FOR IMMEDIATE RELEASE

CAPE TOWN: 19 July 2022

TT & BM vs MINISTER OF SOCIAL DEVELOPMENT & OTHERS – CASE NO 43969/2020

On 20 and 21 July 2022 the Johannesburg High Court will hear an application brought by the Women’s Legal Centre Trust (WLC Trust), on behalf of its clients TT and BM, in which they challenge the unlawful interference by the Department of Social Development (Department) with TT and BM’s decisions to place their biological children up for adoption.

Despite both TT and BM having given their informed consent for their children to be placed up for adoption, and despite the adoptions having been found to be in the children’s best interests, the Department has continued to undermine TT and BM’s rights to make decisions about their reproductive health and rights associated therewith. The Department’s actions appear to be based on a purported attempt to keep the children with their biological families. The children do not know their biological families. They have spent over three years in the care of their prospective adoptive parents, with the adoptions having not yet been finalised due to the obstructive conduct of the Department.

In December 2020 the WLC Trust launched an application in the Johannesburg High Court for an order –

  • declaring the Department’s conduct unconstitutional and in breach of TT and BM’s rights to dignity, privacy and bodily and psychological integrity, as well as the minor children’s rights to have their best interests held paramount;
  • reviewing and setting aside the Department’s decision not to recommend the adoption of TT’s minor child, BT, by the child’s prospective adoption parents and despite the adoption being in BT’s best interests;
  • reviewing and setting aside the Department’s Practice Guidelines on National Adoption, on which the Department relies in justification of its unlawful and unconstitutional conduct; and
  • declaring constitutionally invalid sections 7(1)(f), 231(3) and 231(8) of the Children’s Act 38 of 2005, to the extent that these provisions are interpreted in a manner that gives credence to the Department’s conduct.

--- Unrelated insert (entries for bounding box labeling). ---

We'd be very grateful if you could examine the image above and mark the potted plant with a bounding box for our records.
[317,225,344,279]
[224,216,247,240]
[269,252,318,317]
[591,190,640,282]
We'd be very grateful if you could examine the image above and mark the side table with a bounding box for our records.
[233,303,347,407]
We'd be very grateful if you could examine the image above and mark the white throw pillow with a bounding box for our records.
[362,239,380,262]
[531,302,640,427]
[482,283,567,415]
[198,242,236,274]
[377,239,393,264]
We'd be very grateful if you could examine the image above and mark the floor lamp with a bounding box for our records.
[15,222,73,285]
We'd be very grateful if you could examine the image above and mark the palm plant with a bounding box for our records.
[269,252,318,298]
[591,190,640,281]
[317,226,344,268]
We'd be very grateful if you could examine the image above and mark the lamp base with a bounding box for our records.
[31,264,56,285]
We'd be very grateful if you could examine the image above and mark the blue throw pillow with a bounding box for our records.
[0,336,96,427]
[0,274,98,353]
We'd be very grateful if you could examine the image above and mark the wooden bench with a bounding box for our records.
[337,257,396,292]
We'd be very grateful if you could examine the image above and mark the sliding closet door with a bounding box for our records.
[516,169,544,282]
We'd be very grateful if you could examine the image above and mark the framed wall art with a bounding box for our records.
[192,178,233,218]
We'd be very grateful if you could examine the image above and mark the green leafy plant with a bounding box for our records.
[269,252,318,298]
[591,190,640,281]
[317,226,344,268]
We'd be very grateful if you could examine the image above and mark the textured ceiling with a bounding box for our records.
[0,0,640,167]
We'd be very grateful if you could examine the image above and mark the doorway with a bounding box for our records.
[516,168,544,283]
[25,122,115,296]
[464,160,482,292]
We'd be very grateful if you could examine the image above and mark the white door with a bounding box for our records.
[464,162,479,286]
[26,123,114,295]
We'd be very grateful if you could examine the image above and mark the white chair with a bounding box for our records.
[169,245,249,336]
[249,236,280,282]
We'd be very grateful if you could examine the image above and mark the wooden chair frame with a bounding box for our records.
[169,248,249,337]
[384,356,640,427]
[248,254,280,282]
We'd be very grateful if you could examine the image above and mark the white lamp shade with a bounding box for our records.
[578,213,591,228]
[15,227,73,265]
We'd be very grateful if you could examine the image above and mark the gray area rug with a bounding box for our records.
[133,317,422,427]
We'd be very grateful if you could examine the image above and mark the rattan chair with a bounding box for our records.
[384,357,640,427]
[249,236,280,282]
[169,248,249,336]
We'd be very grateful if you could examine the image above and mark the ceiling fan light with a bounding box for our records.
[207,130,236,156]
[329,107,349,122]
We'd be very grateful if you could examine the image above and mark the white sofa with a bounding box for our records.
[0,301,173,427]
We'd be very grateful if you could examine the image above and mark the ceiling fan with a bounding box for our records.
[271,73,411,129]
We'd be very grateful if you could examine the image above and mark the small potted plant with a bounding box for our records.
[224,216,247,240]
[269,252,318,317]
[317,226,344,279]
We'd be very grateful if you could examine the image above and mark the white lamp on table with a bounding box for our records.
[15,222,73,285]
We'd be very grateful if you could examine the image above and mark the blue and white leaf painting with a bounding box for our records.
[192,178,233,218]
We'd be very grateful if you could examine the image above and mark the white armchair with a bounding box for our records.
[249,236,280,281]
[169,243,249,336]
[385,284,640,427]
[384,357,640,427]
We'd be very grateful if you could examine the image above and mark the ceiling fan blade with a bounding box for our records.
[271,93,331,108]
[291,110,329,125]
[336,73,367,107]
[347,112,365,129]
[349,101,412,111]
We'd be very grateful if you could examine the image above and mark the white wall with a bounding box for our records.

TT and BM are both women who gave their informed consent to place their children up for adoption. They were both majors at the time of exercising their rights. They took these decisions, as they are entitled to, without informing their own parents of their pregnancies or their intention to place their children up for adoption. Both were the sole present biological parents of their minor children. TT and BM had procured an adoption social worker, received counselling, and formally consented to the adoption of the respective children before a court as required in terms of s233(6) of the Children’s Act. Significantly both minor children have been in the uninterrupted care of their prospective adoptive parents for more than three years, and have been thriving. In both cases, the Children’s Court has found both children to be adoptable and the adoptions of the minor children by their prospective adoptive parents to be in their best interests.

The social workers employed by the Department have never met the minor children. They have focused their efforts in attempting to persuade TT and BM’s biological families to adopt them, despite the requirements for adoption by the prospective adoptive parents having already been met. They have harassed TT and BM. They have kept the minor children in legal limbo. They have made spurious allegations of impropriety and misconduct against the adoption social worker who assisted TT and BM in their decisions, all in an attempt to scupper the finalisation of the adoptions.

The Department’s conduct frustrates the best interests of the minor children as well as the rights of TT and BM to take their own decisions to place their children up for adoption. Through this application, TT and BM seek to vindicate their own rights and give effect to their decisions to place their biological children in the care of loving families who are able to support them.

The application will be heard virtually on 20 and 21 July 2022. The heads of argument filed by the parties will be circulated on request.

The Women’s Legal Centre is an African feminist legal centre that advances womxn’s rights and equality using tools such as litigation, advocacy, education, advice, research and training.